Brüner enleva délicatement sa main d’une des rambardes sur laquelle il avait posé son gantelet, et tourna sa paume vers le ciel pour que l’eau qui y tombait nettoie les restes de peinture.


-Aucun mouvement, frère sergent. Rapporta Kantor, plus en avant du groupe.


Brüner connaissait sa position actuelle, mais quand il regardait dans sa direction, il ne le voyait pas. Kantor c’était vraiment fondu dans son rôle d’éclaireur du groupe.


-C’est bien ce qui m’inquiète, ajouta Gauron, l’Apothicaire. Normalement, les Orks laissés à eux-mêmes après le passage d’une Waagh se regroupent toujours auprès des structures de leurs races, voir même sur les anciens champs de batailles, comme par nostalgie. C’est presque inscrit dans leur patrimoine génétique.

-Es tu sûr que le signal vient de ce groupe de bâtiment ? Demanda le Chapelain sur le vox d’escouade.

-Affirmatif frère sergent. La balise d’au moins d’un de nos frères vient d’ici, après nous perdons leur signal.

-Nous n’avons pas le choix alors. La voix de Dord retentit dans le vox, il n’avait pas parlé depuis leur atterrissage sur le spatioport depuis cinq heures.


Sa voix sonna comme un coup de tonnerre. Au son de sa phrase les Astartes présent surent que le moment était venu.

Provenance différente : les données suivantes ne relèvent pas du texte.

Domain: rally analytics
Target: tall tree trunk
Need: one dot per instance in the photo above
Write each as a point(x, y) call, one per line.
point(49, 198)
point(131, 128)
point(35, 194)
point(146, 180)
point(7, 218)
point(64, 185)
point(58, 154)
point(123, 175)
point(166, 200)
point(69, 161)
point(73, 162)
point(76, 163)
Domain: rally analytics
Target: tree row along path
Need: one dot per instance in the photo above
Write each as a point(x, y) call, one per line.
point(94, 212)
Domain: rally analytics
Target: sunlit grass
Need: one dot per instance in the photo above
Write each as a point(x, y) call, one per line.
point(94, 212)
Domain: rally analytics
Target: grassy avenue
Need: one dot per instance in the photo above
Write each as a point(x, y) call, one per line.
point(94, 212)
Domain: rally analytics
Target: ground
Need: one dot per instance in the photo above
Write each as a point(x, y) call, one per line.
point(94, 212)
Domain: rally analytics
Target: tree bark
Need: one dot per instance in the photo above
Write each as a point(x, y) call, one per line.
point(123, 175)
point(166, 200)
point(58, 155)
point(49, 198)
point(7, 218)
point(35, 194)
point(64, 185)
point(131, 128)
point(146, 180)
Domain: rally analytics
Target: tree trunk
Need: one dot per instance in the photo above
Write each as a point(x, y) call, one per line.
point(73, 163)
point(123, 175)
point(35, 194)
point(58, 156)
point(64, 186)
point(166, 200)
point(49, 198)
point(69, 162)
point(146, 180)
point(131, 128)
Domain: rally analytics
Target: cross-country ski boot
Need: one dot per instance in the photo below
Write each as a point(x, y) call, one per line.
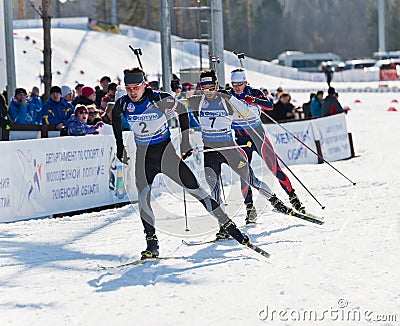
point(279, 205)
point(222, 234)
point(296, 203)
point(251, 217)
point(232, 229)
point(152, 248)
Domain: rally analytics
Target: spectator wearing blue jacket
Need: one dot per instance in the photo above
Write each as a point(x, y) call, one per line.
point(77, 123)
point(316, 104)
point(35, 103)
point(56, 110)
point(19, 109)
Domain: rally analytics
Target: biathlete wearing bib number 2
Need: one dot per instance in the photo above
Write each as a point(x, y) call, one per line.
point(147, 112)
point(251, 130)
point(215, 112)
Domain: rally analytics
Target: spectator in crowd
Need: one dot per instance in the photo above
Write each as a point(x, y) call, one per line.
point(306, 106)
point(109, 97)
point(4, 118)
point(154, 85)
point(329, 74)
point(66, 93)
point(331, 105)
point(56, 110)
point(266, 95)
point(283, 109)
point(78, 92)
point(36, 105)
point(106, 117)
point(88, 96)
point(20, 110)
point(77, 123)
point(94, 114)
point(277, 94)
point(104, 81)
point(316, 104)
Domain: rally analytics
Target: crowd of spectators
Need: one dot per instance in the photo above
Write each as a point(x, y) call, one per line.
point(84, 109)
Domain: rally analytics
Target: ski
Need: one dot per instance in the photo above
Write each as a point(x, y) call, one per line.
point(250, 245)
point(306, 217)
point(199, 243)
point(258, 250)
point(135, 262)
point(252, 224)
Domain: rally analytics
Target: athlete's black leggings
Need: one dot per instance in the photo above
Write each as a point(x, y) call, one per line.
point(236, 159)
point(262, 146)
point(162, 158)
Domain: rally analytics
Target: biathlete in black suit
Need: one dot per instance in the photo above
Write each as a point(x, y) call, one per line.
point(147, 112)
point(215, 110)
point(251, 130)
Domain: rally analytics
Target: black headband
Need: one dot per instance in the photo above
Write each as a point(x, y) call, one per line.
point(133, 78)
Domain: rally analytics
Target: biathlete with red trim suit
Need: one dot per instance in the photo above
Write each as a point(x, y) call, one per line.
point(251, 130)
point(147, 112)
point(215, 110)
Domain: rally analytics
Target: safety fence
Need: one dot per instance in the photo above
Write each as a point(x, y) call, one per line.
point(56, 175)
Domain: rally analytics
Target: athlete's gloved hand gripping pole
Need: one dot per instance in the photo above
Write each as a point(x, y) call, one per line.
point(267, 105)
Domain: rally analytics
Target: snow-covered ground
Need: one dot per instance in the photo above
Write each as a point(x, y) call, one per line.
point(345, 272)
point(49, 272)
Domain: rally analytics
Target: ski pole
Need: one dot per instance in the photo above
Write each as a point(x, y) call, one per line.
point(138, 53)
point(224, 148)
point(223, 190)
point(184, 205)
point(306, 146)
point(287, 167)
point(240, 57)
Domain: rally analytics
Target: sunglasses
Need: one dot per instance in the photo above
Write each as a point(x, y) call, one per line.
point(237, 84)
point(211, 89)
point(134, 87)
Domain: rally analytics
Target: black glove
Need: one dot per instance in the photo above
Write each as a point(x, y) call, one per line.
point(122, 155)
point(224, 94)
point(186, 149)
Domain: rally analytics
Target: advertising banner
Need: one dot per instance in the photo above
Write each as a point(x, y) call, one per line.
point(333, 135)
point(288, 148)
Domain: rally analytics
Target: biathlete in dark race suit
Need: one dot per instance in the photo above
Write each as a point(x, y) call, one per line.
point(215, 110)
point(147, 112)
point(251, 130)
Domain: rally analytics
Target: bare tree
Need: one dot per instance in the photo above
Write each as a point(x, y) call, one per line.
point(43, 12)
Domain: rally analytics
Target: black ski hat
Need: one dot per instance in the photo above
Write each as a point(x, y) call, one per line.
point(20, 91)
point(55, 89)
point(133, 78)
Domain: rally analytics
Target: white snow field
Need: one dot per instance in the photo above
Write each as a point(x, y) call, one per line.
point(345, 272)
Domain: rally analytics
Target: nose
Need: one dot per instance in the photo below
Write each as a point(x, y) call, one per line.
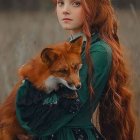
point(66, 10)
point(78, 86)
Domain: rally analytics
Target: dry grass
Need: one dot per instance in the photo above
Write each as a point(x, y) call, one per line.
point(23, 34)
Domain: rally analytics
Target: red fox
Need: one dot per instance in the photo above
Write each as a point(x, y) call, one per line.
point(56, 64)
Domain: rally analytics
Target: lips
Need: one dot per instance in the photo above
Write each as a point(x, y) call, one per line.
point(67, 19)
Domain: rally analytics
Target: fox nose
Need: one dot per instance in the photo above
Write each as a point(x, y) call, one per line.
point(78, 86)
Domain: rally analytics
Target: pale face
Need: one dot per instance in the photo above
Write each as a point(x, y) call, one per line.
point(70, 15)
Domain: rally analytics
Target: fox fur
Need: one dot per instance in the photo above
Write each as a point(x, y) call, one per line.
point(56, 64)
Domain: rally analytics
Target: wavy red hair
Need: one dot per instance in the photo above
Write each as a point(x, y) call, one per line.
point(116, 118)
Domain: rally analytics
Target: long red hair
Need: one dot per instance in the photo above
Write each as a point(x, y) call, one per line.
point(116, 119)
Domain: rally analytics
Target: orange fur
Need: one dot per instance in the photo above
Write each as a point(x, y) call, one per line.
point(46, 63)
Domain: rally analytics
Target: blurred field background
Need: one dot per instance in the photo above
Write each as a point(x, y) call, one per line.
point(28, 26)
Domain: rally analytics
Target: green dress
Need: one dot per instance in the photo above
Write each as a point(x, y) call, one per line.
point(49, 115)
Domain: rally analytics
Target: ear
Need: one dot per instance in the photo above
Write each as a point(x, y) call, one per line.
point(25, 70)
point(48, 55)
point(76, 46)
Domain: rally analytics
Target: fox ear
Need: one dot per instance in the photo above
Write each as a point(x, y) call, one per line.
point(25, 70)
point(76, 46)
point(48, 55)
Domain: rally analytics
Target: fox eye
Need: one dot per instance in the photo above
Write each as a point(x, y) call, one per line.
point(63, 71)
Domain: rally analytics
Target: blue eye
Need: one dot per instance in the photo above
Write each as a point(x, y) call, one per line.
point(76, 3)
point(60, 3)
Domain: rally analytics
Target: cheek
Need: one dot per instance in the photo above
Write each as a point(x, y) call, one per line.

Brüner donna l’ordre, et la progression reprit, les Astartes fonçant vers le groupe de bâtiments qui les dominait de toute leurs tailles. Aussi haut que large, imposant, froid et austère. Ils fonçaient sous la pluie à découvert pour atteindre les portes principales qui ne tenaient plus debout depuis bien longtemps, quand il éclair vint frapper le sommet du bâtiment, éclairant la scène comme en plein jour, pendant un demi second.

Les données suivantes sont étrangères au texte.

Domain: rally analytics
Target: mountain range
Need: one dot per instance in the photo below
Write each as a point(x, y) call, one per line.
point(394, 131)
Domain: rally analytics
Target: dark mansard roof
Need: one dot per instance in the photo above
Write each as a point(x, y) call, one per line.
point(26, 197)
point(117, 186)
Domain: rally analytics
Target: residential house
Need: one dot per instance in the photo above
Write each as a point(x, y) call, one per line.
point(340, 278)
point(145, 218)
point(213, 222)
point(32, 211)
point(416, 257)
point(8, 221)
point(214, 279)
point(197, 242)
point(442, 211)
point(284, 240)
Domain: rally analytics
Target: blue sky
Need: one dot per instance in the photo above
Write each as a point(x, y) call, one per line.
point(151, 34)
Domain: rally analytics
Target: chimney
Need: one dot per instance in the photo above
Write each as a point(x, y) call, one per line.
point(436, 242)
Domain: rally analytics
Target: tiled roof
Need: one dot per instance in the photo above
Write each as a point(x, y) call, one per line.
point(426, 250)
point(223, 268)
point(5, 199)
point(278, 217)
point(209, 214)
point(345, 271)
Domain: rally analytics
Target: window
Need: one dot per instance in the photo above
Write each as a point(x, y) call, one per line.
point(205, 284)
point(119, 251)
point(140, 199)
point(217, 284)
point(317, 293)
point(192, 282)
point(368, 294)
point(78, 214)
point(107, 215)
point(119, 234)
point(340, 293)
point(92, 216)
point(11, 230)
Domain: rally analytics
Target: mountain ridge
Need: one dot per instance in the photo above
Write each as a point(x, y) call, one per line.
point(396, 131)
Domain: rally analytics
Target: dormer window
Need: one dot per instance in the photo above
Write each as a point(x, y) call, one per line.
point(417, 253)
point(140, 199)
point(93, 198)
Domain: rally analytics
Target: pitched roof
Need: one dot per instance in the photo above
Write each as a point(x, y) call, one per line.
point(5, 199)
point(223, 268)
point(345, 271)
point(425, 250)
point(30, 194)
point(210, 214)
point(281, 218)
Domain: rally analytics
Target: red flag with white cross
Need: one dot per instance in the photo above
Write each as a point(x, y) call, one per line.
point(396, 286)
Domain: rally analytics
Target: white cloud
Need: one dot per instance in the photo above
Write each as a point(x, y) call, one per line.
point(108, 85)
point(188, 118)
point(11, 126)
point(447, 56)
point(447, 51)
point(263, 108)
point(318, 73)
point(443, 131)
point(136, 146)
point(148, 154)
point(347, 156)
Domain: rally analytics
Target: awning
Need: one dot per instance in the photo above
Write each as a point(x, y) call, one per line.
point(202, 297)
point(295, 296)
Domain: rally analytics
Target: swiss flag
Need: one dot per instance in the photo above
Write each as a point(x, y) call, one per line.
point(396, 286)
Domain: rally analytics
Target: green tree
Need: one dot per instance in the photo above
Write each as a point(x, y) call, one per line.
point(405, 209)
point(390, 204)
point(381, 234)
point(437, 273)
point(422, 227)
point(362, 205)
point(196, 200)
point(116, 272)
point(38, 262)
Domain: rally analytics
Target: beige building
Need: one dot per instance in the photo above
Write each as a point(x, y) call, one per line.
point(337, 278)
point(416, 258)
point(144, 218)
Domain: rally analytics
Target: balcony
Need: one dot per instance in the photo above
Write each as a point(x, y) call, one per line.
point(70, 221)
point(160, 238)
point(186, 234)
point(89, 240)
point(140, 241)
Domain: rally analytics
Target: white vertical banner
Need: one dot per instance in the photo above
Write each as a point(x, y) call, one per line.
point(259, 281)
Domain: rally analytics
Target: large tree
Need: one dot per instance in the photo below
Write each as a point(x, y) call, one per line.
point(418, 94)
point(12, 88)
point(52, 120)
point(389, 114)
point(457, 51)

On aurait pu penser à un astéroïde, ou simplement un rocher qui serait venu tomber depuis les cieux, mais il n’en était rien. La structure d’un Space Hulk Ork de modeste taille venait s’enfoncer de toute sa masse dans le toit du bloc d’habitation. En passant les portes, Brüner ne put s’empêcher d’imaginer ce qu’avait été cette invasion. Des vaisseaux innombrables pleuvant du ciel, quand des masses informes chargés d’Orks agressifs et assoiffés de guerre venaient percuter la croute terrestre à pleine vitesse, au milieu de la cité. Il n’y avait pas eu de champ de bataille, ni de guerre. Les ennemis émergeaient directement des décombres de leurs navires écrasés pour débuter le massacre. Les gardes surpris et désemparés se battirent à chaque coin de rue, prit en tenaille, à revers. Sans soutient, ni renfort. La vague Ork submergeait tout. Le fracas des vagues au loin répondit à la pensée du sergent qui s’engouffrait dans les ténèbres.